I used this slide to speak to the role of technology in supporting the range of different engagement types. I spoke about how I had mapped the technologies available to engagement purposes as a way to make sense of the market and how useful the EngageTech Spectrum had been to help teams define their engagement technology (EngageTech) needs. I highlighted the trend among the industry to buy and use solutions without considering user experience internally and externally and the issues arising when they had to analyse the data being collected.

I also singled out some ways online engagement was being used by government’s in Paris, New York and the Czech Republic to demonstrate trade offs and invite participation in budgeting.

SLIDE 7 – Engagement as a service

I used this slide to highlight how some governments were looking at online engagement as a service. Designing the online customer experience and user journeys and working with teams across the whole of government to make engagement more accessible and user friendly.

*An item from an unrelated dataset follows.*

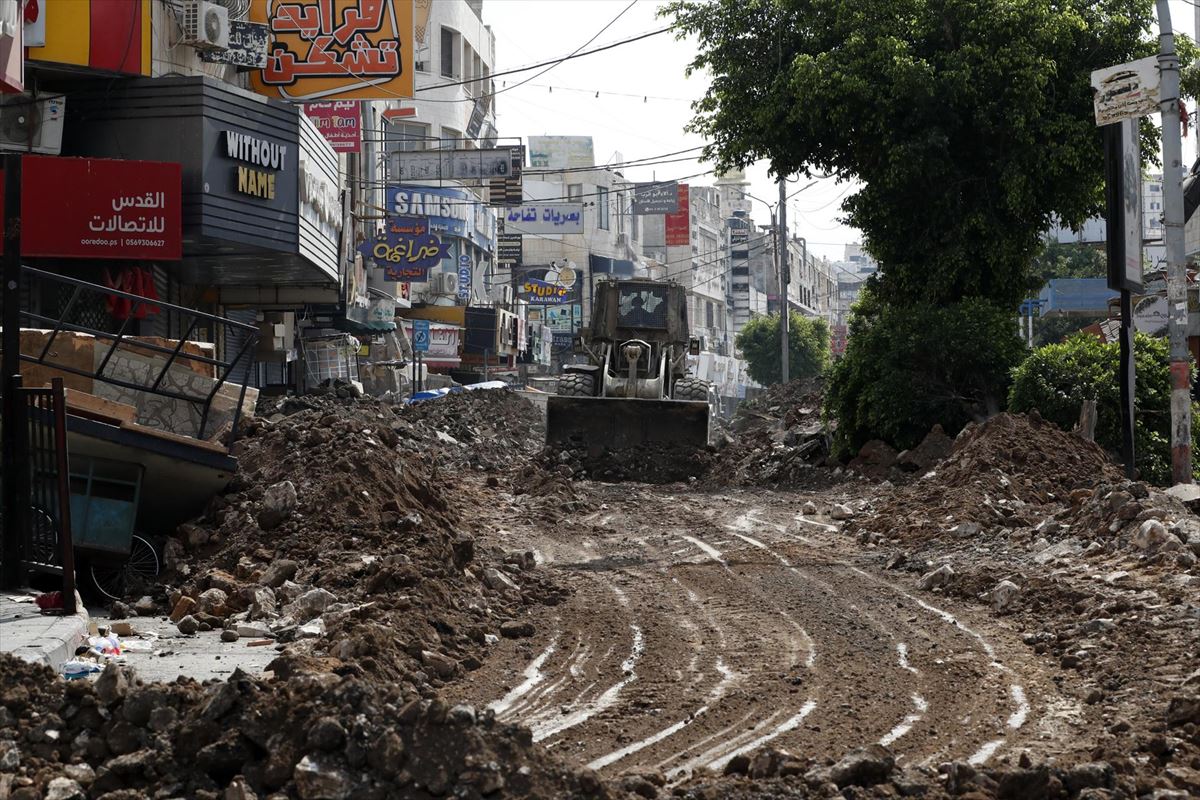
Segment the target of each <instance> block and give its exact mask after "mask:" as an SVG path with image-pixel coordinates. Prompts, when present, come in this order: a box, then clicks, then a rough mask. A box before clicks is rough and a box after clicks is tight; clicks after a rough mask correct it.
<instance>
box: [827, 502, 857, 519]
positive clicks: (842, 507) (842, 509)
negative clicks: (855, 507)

SLIDE 8 – Listening, your UX and better process

I then spoke to the various sources of information that come in across multiple channels to government when engaging and how hard it can be to analyse submissions and input across these channels. Especially when it is qualitative. I shared how this challenge had driven me to look at technologies for engagement and how they might improve user experience of staff within government not just communities. I also shared some of the costs being incurred by those who had not considering this before running engagements across multiple channels.

I spoke about these sources of data, data about experiences and opinions gathered from the community, as a valuable source of information to use alongside behavioural data if governments want to realise the benefits of engagement.

SLIDE 9 – Better together – lessons

Finally, I shared some practical tips for bringing engagement and customer service practices together inside government organisations so teams might maximise the benefits of their efforts.

In closing

I finished my presentation by reminding participants that the customer service commissioner had told them to practice, learn and share and that this was the purpose of this Community of Professionals.

I told them the room that I was impressed by the engagement being done in NSW and that if practitioners in this community were to combine forces and work across disciplines that they would realise the benefits of engagement.